I
participated in an activity for most of the last week, discussing threadbare
the likely business scenario in the year 2020, and the best way to tackle it.
We agreed that complexity, volatility and uncertainty are three major business
constants, and yet made a plan to guess and overcome these.
Nothing
wrong with that, except for a thought that kept erupting in my mind with
constant regularity – do we know what will happen the next second, not to talk
of eight years hence?
In
spite of the lapse of twenty-six years, I have yet not been able to forget how
my mother died in front of my eyes. Just four hours ago she had said that once
recovered, she would have chicken and rosogollas
at home. She came home, but dead.
My
father-in-law passed away within a matter of hours. He had a walk in the lawn,
read the newspaper in the Delhi winter sun, enjoyed his siesta, but developed
breathing trouble in the evening. By the time the night fell, he was no more.
It
is not only death, but the cruel hand of destiny that puts one at places where one
least expects to be.

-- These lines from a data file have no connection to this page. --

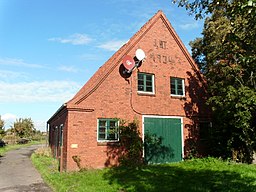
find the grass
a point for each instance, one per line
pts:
(197, 175)
(7, 148)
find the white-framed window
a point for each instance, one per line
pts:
(146, 83)
(107, 130)
(177, 87)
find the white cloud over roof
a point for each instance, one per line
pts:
(74, 39)
(46, 91)
(113, 45)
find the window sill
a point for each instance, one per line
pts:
(181, 97)
(108, 143)
(146, 93)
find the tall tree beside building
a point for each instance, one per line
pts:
(226, 55)
(24, 127)
(2, 132)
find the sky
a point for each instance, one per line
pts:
(50, 48)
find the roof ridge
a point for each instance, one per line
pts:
(127, 46)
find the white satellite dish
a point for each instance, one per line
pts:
(140, 54)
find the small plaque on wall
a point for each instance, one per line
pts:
(74, 146)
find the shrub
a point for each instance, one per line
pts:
(44, 151)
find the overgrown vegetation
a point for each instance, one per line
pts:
(192, 175)
(7, 148)
(226, 55)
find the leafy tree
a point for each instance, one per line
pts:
(2, 132)
(226, 55)
(24, 127)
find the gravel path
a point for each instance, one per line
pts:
(17, 174)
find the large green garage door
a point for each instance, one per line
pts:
(162, 139)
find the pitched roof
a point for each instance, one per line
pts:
(103, 72)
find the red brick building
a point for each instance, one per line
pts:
(165, 93)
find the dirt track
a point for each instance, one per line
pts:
(17, 174)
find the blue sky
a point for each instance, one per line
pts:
(50, 48)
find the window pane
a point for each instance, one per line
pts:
(101, 136)
(177, 86)
(145, 82)
(108, 129)
(102, 123)
(149, 89)
(149, 77)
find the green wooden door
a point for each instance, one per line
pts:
(162, 139)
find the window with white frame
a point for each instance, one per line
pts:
(108, 130)
(146, 83)
(177, 87)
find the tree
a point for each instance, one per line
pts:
(226, 56)
(24, 127)
(2, 132)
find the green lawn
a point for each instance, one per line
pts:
(7, 148)
(193, 175)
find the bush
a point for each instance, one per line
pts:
(2, 143)
(23, 141)
(10, 139)
(44, 151)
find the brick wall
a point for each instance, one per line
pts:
(117, 97)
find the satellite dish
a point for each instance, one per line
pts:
(140, 54)
(128, 62)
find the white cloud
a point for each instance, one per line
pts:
(8, 117)
(18, 62)
(75, 39)
(46, 91)
(70, 69)
(112, 45)
(10, 75)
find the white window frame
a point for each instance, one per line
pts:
(107, 140)
(153, 84)
(183, 87)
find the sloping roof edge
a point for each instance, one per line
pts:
(103, 72)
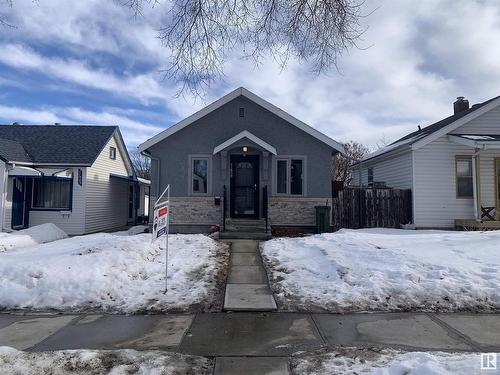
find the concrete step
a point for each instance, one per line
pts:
(260, 236)
(245, 228)
(249, 297)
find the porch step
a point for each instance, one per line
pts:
(260, 236)
(246, 225)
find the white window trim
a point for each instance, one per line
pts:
(289, 159)
(191, 158)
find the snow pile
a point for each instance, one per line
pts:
(112, 362)
(113, 273)
(32, 236)
(365, 361)
(386, 270)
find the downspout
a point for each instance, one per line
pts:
(148, 155)
(476, 187)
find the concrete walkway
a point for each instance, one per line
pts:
(247, 286)
(252, 343)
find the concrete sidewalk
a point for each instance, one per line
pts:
(247, 287)
(256, 342)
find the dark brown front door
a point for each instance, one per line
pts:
(245, 186)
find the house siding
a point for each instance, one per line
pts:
(107, 198)
(72, 222)
(395, 171)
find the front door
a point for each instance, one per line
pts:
(18, 202)
(245, 186)
(497, 178)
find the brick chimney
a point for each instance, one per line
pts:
(460, 105)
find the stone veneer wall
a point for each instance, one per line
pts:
(294, 210)
(194, 211)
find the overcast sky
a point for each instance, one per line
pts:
(91, 62)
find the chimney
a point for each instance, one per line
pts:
(460, 105)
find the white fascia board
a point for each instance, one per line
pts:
(483, 145)
(255, 98)
(250, 136)
(456, 124)
(462, 141)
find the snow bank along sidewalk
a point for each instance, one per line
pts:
(115, 273)
(116, 362)
(345, 361)
(32, 236)
(386, 270)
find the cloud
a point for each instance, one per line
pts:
(419, 57)
(133, 131)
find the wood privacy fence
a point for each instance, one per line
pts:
(370, 208)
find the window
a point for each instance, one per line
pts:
(290, 176)
(52, 193)
(464, 177)
(199, 175)
(370, 176)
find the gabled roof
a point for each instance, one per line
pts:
(425, 135)
(53, 144)
(248, 135)
(251, 96)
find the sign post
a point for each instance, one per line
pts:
(161, 224)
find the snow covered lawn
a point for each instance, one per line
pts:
(32, 236)
(115, 273)
(113, 362)
(386, 270)
(380, 362)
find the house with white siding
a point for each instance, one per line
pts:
(451, 166)
(77, 177)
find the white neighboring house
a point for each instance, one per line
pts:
(451, 166)
(77, 177)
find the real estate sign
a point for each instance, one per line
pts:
(161, 210)
(160, 222)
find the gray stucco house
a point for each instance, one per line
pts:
(246, 146)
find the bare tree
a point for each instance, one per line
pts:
(202, 34)
(141, 163)
(341, 165)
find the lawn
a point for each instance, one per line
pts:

Millionaires had to beg with paupers after a few-seconds’
earthquake in Gujarat some ten years ago. I am not sure whether all of them
could bounce back and achieve their previous glory.
We
know that nothing is permanent, yet behave differently. Our quest for survival
and lust for living feeds the so called spiritual gurus and the dream
merchants. We keep living in a make-believe world, till death knocks at our
door. By then, it is too late to remember those who really loved us, those to
whom we owed a word of gratitude, those who died to see us live.
Isn’t it a pity that we understand and
appreciate life only when very little of it is left!